In this commercialized and polluted world, essential oils offer a cost-effective way to use remedies which have been in existence since ancient times through the tools supplied to you from Mother Nature herself. Most importantly, they allow you to be in control of the substances you put into, and onto, your own body.

Popular Methods of Use

1. Massage
Massage is an effective way of receiving the therapeutic benefits of Essential oils, as the oils are absorbed into a large area of the skin, while at the same time the muscles are being relaxed which helps move the oil through the body.Add to that, the comforting effect of touch, and you can see the importance of this means of application.
Massage is a pleasurable experience to share with a friend. However this not always convenient or possible, so it is important not to overlook the benefits of self massage.

Dilutions: 50mls (10 teaspoons) Carrier oil to 25 drops of Essential oil blend or 10mls (2 teaspoons) Carrier oil to 5 drops of Essential oil blend. Children dosage: 15mls Carrier oil to 2 drops Essential oil.

2. Inhalation
Inhalations using essential oils are particularly effective for relief of mild upper respiratory problems.

Steam Inhalation: This is most beneficial for relieving symptoms of chest and throat infections.

Method and Dilution:
Fill a large stainless steel, glass or ceramic bowl with hot water. Add 2-3 drops of essential oils. (Children 1 drop only).
Lean over bowl, covering head with a towel and breathe deeply for 3-5 minutes.

Caution: Always keep eyes closed. Asthmatics should approach this method with caution, as concentrated steam can cause choking. Never use during an attack. Only use as a preventative measure.

3. Tissue
For another effect, use 2-4 drops of essential oil on a tissue or hankie (1 drop for children) and inhale several times when required. Carry with you to help you get through the day.

4. Pillow
To benefit you whilst you sleep, 1 drop on either side of your pillow. Keep well away from your eyes.

5. Aromatic Bath
A relaxing treat with a double benefit. The oils are absorbed through your skin whilst also being inhaled. The aromatic bath can be effective to stimulate and energise, relax and sedate and enhance sensuality.

Method: Close all doors and windows. Lie back, place towel dipped in bath water and squeezed out, under your neck, breathe deeply and ENJOY for 10 to 20 minutes.

Dilution: 6-8 drops of blend of essential oils to suit your self. (2 drops for children). Add to bath water (not too hot) immediately prior to immersing. Agitate vigorously to disperse oil. To nourish dry skin, add essential oil blend to 5ml (1 teaspoon) of carrier oil.

6. Footbath
The benefits of a foot bath are enormous especially when a full bath is not available. (When living in a flat or unit, and when travelling) as oils are absorbed very effectively through the feet.

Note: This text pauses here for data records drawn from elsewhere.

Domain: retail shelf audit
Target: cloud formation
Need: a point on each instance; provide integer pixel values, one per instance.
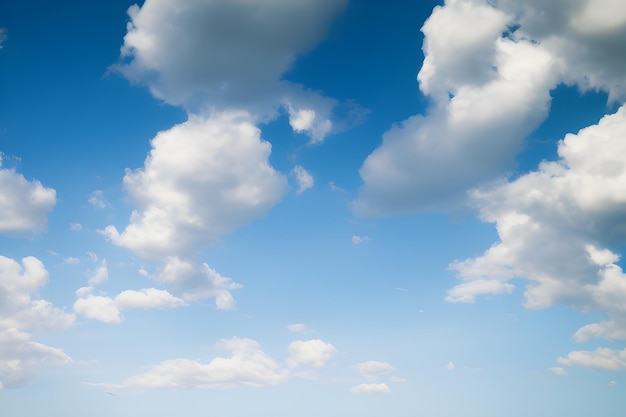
(21, 358)
(24, 204)
(488, 71)
(556, 226)
(246, 365)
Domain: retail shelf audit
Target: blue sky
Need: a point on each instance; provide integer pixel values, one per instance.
(309, 208)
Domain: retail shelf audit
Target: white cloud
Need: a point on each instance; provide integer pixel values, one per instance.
(297, 328)
(314, 353)
(602, 358)
(247, 365)
(304, 178)
(357, 240)
(202, 179)
(21, 358)
(101, 274)
(576, 204)
(224, 55)
(28, 205)
(381, 388)
(108, 310)
(374, 369)
(558, 371)
(97, 307)
(488, 69)
(555, 227)
(97, 199)
(198, 282)
(147, 298)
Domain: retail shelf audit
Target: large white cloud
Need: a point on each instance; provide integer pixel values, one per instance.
(556, 227)
(488, 70)
(205, 54)
(24, 204)
(21, 358)
(202, 179)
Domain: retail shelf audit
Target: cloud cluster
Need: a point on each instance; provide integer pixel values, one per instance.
(103, 308)
(556, 227)
(21, 358)
(246, 365)
(24, 204)
(488, 70)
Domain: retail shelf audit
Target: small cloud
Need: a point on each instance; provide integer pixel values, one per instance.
(304, 178)
(71, 260)
(381, 388)
(357, 240)
(297, 328)
(75, 227)
(101, 274)
(558, 370)
(96, 199)
(335, 188)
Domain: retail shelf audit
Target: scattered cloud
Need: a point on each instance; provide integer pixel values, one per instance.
(576, 203)
(357, 240)
(97, 199)
(380, 388)
(246, 365)
(298, 328)
(96, 307)
(101, 274)
(21, 358)
(314, 353)
(76, 227)
(147, 298)
(602, 358)
(305, 180)
(558, 371)
(488, 70)
(203, 178)
(226, 56)
(30, 202)
(374, 369)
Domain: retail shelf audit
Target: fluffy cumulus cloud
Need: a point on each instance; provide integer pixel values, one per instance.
(212, 54)
(202, 179)
(304, 178)
(556, 227)
(314, 353)
(488, 70)
(24, 204)
(374, 369)
(380, 388)
(246, 365)
(21, 358)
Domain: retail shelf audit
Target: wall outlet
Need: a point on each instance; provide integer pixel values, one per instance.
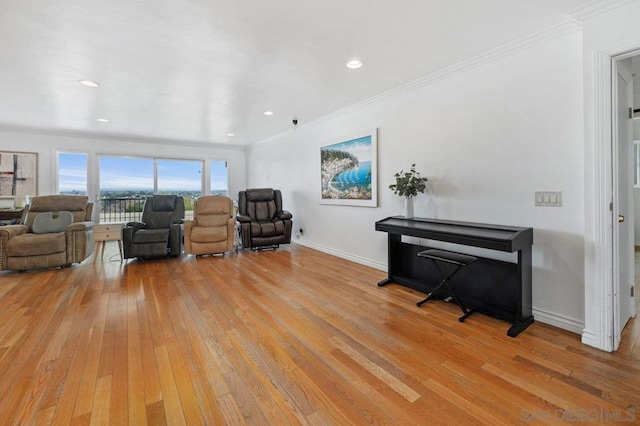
(548, 199)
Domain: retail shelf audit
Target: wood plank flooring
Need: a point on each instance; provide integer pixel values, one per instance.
(287, 337)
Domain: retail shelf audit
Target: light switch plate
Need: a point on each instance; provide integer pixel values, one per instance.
(548, 199)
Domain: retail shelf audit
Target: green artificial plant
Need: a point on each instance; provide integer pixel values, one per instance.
(409, 184)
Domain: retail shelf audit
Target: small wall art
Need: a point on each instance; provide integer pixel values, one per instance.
(18, 174)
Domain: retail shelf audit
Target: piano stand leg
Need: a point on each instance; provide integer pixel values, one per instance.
(384, 282)
(466, 315)
(519, 326)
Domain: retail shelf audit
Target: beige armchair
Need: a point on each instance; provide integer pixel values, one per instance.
(56, 239)
(212, 229)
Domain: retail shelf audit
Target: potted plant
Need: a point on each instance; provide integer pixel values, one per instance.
(408, 185)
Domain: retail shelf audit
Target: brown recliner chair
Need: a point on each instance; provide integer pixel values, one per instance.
(263, 223)
(57, 231)
(160, 232)
(211, 230)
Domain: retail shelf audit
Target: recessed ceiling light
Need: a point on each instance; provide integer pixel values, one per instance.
(89, 83)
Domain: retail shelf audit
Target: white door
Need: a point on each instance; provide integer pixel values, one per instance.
(625, 206)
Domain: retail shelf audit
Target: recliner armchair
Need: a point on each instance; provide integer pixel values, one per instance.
(57, 232)
(263, 222)
(160, 232)
(211, 230)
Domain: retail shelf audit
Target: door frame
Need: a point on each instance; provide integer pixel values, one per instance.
(600, 304)
(620, 289)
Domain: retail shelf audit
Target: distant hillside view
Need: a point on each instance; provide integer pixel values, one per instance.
(126, 205)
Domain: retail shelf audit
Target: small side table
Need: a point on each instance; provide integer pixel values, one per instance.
(107, 232)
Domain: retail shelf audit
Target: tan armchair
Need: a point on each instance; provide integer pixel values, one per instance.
(54, 242)
(212, 229)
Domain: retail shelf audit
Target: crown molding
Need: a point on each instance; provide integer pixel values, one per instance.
(567, 27)
(595, 8)
(116, 137)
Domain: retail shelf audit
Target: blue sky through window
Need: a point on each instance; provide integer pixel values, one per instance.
(72, 173)
(136, 174)
(218, 176)
(126, 174)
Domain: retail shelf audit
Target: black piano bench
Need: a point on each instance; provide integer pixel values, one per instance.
(458, 259)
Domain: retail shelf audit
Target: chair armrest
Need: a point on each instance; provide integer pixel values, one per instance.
(283, 215)
(80, 226)
(242, 218)
(6, 233)
(10, 231)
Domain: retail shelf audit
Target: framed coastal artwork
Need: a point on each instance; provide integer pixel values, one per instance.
(348, 170)
(18, 173)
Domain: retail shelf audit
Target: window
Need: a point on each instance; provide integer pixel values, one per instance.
(124, 185)
(72, 174)
(180, 177)
(219, 179)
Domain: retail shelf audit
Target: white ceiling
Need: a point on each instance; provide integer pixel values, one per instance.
(195, 70)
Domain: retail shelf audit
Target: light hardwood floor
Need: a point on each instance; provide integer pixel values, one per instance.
(293, 336)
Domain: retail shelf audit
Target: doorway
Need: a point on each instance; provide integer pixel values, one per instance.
(624, 181)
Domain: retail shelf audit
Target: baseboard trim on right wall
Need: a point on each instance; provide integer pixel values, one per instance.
(559, 321)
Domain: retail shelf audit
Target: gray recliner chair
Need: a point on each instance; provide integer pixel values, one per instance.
(160, 232)
(263, 222)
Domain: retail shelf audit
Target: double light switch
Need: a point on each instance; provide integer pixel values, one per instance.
(549, 199)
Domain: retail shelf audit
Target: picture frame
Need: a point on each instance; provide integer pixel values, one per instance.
(349, 170)
(18, 174)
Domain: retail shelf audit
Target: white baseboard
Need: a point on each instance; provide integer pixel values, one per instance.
(341, 254)
(589, 338)
(550, 318)
(559, 321)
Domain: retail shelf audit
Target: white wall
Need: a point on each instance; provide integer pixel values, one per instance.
(47, 145)
(487, 139)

Method and Dilution: Fill a large non-plastic bowl with warm water. Add a layer of marbles, and 4-6 drops of essential oil blend. (2 drops for children). Agitate water. As you soak your feet and relax, roll your feet across the marbles as an extra benefit.

7. Vaporisation
When essential oils are gently heated using a ceramic oil warmer, these highly volatile oils turn from liquid to vapour (it is esential oil vapour you smell when you come close to a fragrant flower). These vapours help to keep the atmosphere germ free, and simply by breathing, you can receive the therapeutic effects of the oils, whilst you go about your daily routine. Often you will not even be aware of the aroma at all, but they will still be quietly doing their job.

Dilution: Fill the saucer with warm water and add 6-8 drops of your blend. Light the candle beneath. Note that the water may evaporate after a few hours and needs to be refilled. Place away from drafts and well out of reach of children.

Caution: Do not leave on unattended or whilst sleeping.

8. Compresses
A cold or warm compress using essential oils, is a wonderful way to soothe aches, cramps, swelling and sprains. A warm compress can also become part of your daily skin care regime.

Dilution: Fill a non-plastic bowl or hand basin with water and add 6-8 drops of essential oil blend. (2drops for children). Agitate water vigorously. Fold a clean towel or piece of cheese cloth, immerse cloth in water, gently squeeze out excess water and place on required area.